Os mesmos algoritmos foram usados na deteção de novas variantes, e são essenciais para seguirmos as alterações no vírus. Também na epidemiologia, a biologia computacional tem um papel fulcral. É através de simulações computacionais, usando modelos matemáticos, que os epidemiologistas conseguem prever a evolução da pandemia e o efeito das medidas. Para combater o vírus, precisamos de conhecer a imagem clara de como ele é e das suas estruturas, o que só é possível através de técnicas de microscopia eletrónica ou de cristalografia de raios-X. Processar e analisar essas imagens não é fácil e depende de algoritmos computacionais.
A partir das estruturas das proteínas que constituem o vírus, podemos desenhar e testar fármacos (novos ou já aprovados) com recurso à biologia computacional. Estudos, como os que estamos a fazer no ITQB NOVA [Instituto de Tecnologia Química e Biológica da Universidade Nova de Lisboa], usam a simulação computacional para obter um mapa detalhado dos alvos do vírus que queremos bloquear e para prever os fármacos que melhor se encaixam nesses alvos, tornando o processo muito mais rápido e menos dispendioso. A colaboração entre métodos computacionais e experimentais, como o estudo que foi desenvolvido pelo IGC [Instituto Gulbenkian de Ciência] e o ITQB NOVA, permitem-nos prever quais são as variantes que representam maior risco. Estes exemplos mostram a importância da transformação digital da biologia.
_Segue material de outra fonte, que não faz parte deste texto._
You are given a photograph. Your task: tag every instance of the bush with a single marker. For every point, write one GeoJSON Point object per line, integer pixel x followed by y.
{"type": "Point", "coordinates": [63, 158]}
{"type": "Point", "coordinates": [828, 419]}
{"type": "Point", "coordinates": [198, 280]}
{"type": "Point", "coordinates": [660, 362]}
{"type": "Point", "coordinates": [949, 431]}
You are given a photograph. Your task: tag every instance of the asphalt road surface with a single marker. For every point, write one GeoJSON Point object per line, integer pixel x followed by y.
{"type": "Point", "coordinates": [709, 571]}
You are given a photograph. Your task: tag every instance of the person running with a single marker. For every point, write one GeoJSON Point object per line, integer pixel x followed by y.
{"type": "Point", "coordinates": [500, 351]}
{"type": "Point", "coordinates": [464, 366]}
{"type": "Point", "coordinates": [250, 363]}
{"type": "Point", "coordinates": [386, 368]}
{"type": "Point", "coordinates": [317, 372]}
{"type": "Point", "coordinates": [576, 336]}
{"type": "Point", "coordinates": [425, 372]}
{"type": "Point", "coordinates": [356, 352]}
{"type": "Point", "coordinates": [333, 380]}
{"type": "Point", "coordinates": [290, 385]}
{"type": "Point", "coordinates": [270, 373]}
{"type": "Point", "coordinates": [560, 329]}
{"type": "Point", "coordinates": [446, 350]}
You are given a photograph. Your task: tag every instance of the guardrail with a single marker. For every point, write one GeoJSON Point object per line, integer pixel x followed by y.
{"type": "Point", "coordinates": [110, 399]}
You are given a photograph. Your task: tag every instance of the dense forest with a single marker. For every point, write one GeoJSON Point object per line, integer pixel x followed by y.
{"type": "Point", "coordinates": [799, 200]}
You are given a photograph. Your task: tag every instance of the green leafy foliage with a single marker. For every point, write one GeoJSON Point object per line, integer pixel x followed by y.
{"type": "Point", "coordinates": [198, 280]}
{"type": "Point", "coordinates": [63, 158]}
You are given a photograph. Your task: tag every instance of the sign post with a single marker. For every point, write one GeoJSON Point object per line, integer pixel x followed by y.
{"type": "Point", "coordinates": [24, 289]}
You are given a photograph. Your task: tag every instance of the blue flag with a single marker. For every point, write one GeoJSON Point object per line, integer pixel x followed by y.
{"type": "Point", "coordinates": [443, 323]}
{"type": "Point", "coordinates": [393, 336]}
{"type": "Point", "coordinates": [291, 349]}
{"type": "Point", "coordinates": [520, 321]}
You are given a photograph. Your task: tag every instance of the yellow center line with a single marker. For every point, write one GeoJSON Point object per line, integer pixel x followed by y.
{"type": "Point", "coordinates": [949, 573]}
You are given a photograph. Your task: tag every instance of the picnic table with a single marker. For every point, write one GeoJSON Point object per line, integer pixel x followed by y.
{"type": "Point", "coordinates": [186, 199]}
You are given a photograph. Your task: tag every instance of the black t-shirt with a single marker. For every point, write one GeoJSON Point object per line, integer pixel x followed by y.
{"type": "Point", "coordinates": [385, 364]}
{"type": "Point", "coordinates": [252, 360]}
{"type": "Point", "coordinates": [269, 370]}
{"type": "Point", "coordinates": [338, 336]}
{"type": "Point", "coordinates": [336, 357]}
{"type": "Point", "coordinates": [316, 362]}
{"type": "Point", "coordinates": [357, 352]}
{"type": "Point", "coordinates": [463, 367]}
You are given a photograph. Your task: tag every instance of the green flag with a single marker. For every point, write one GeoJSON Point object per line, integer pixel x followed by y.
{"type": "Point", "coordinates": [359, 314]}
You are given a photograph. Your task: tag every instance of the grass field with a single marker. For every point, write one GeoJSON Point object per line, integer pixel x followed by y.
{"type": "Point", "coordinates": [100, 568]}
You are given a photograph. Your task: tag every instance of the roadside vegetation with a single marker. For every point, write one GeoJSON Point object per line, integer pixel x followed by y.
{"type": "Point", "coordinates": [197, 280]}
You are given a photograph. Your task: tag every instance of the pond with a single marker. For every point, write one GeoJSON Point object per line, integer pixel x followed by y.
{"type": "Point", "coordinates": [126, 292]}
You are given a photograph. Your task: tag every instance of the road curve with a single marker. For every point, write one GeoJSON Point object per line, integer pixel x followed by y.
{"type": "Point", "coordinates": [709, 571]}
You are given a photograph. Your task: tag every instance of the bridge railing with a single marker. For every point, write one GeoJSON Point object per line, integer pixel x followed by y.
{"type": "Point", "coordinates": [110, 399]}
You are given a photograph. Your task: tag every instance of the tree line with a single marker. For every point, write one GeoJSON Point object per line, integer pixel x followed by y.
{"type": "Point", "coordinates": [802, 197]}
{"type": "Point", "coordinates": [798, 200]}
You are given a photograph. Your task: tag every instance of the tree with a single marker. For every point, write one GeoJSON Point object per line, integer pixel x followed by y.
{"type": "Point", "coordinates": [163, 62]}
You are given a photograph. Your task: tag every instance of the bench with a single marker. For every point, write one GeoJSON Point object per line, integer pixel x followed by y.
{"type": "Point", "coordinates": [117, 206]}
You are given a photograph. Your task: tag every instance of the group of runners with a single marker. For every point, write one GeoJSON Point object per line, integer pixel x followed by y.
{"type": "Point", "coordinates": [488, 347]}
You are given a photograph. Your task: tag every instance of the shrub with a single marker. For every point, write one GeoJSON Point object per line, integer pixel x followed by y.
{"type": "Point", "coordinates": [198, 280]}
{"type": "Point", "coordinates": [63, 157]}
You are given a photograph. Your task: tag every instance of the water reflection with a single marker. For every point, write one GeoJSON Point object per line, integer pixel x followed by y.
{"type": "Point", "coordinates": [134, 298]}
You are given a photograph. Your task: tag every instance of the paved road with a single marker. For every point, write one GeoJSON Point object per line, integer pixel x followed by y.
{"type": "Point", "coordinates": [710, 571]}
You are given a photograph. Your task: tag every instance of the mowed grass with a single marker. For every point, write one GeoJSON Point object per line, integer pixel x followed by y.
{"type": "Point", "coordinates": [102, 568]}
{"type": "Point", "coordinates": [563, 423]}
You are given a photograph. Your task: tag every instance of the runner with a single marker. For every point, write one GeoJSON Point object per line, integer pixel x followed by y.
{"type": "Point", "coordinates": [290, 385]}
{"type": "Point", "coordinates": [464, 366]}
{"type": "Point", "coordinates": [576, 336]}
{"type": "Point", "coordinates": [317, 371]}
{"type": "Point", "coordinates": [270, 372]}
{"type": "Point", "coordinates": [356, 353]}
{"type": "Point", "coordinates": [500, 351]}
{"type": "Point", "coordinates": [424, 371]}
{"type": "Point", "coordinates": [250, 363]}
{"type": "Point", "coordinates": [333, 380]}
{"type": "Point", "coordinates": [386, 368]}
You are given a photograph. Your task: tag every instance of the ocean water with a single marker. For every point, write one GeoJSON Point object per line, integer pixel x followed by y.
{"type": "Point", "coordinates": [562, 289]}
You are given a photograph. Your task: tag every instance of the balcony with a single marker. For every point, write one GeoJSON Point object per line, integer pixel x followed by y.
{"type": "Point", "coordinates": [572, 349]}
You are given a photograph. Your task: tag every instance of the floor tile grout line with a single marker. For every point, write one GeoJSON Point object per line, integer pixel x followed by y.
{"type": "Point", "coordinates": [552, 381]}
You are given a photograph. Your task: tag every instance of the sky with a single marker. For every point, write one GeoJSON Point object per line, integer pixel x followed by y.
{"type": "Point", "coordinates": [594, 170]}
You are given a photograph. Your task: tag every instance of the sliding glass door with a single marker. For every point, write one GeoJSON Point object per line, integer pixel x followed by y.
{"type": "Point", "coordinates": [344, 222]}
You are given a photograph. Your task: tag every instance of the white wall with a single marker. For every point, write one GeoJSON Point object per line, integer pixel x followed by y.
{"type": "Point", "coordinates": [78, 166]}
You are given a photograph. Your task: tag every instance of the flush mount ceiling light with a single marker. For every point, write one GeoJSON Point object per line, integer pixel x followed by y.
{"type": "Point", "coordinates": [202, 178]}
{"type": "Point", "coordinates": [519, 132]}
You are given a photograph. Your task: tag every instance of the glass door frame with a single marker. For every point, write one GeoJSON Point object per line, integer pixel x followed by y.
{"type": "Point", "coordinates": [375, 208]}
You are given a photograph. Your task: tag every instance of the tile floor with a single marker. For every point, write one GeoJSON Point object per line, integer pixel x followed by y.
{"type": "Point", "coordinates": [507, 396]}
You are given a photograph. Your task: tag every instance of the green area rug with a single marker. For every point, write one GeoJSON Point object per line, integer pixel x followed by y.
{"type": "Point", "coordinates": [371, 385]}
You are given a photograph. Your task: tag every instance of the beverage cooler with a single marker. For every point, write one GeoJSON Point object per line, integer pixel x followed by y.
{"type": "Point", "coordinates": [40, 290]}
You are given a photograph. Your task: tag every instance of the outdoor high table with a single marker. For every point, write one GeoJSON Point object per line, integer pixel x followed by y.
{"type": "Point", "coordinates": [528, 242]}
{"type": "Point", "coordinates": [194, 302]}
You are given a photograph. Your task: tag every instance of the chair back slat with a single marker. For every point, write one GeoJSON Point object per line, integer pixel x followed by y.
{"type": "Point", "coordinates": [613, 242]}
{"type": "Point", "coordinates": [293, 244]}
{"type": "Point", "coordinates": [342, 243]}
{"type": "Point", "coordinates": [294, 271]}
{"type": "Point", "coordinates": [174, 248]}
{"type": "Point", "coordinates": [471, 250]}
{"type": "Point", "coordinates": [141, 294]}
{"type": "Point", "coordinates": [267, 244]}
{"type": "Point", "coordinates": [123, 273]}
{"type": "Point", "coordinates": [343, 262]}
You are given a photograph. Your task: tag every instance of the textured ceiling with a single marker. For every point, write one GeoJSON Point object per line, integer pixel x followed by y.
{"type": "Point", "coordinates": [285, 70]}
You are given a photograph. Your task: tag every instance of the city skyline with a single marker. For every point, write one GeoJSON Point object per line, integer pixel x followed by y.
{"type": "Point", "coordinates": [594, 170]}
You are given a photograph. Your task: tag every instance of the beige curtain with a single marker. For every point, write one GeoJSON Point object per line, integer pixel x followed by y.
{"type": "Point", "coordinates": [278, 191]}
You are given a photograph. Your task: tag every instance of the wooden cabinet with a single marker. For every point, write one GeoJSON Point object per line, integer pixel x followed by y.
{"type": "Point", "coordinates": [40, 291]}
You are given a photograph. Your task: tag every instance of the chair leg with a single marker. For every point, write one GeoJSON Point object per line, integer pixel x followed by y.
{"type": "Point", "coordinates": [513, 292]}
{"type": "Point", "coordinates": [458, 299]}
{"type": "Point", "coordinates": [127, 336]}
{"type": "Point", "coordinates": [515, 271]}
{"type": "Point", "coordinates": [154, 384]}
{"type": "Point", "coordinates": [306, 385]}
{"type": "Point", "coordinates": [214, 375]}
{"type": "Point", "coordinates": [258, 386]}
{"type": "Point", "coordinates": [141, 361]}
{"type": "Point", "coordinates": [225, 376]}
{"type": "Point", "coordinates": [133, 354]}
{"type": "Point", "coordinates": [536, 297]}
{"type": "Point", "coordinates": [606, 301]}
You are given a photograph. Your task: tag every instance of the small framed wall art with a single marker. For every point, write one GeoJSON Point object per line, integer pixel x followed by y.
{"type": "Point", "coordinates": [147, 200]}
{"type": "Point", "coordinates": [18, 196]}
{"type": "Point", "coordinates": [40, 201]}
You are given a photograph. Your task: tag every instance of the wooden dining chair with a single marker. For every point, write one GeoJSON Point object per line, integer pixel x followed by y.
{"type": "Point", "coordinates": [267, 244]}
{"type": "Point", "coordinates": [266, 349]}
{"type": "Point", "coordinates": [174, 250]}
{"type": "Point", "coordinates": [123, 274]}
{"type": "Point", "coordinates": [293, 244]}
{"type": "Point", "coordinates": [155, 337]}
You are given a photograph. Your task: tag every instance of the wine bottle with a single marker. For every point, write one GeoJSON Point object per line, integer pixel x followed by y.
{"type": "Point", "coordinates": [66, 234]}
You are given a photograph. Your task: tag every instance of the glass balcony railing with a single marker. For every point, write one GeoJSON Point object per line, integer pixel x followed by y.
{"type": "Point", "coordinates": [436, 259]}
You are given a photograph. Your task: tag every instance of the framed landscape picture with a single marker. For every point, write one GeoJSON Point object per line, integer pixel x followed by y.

A biologia computacional nasceu da nossa ambição de compreender a vida em toda a sua complexidade, bem como de desenvolver medicamentos, abordagens médicas e compostos de valor acrescentado, de forma mais eficiente e sustentável. A biologia moderna não é só feita nos laboratórios tradicionais, usando pipetas, tubos de ensaio e microscópios. É feita também nos laboratórios computacionais, onde se desenvolvem e aplicam os algoritmos para extrair informação dos dados biológicos, e onde se criam modelos que permitem simular sistemas biológicos e gerar novos dados.
Ainda estamos no começo. A transformação digital da biologia continuará, alimentada por uma transformação digital da sociedade, que tem gerado algoritmos poderosos, abordagens eficientes para lidar com grandes dados e avanços na robótica e inteligência artificial. Uma transformação que não é feita apenas por máquinas, mas também por especialistas na área. É esta a missão de cursos como o novo Mestrado em Biologia Computacional e Bioinformática (MBCBi) da Universidade Nova de Lisboa: formar investigadores que falem com fluência as linguagens da biologia e da informática que construam pontes entre os dois mundos, aceitando os desafios que temos pela frente e sendo atores dessa transformação.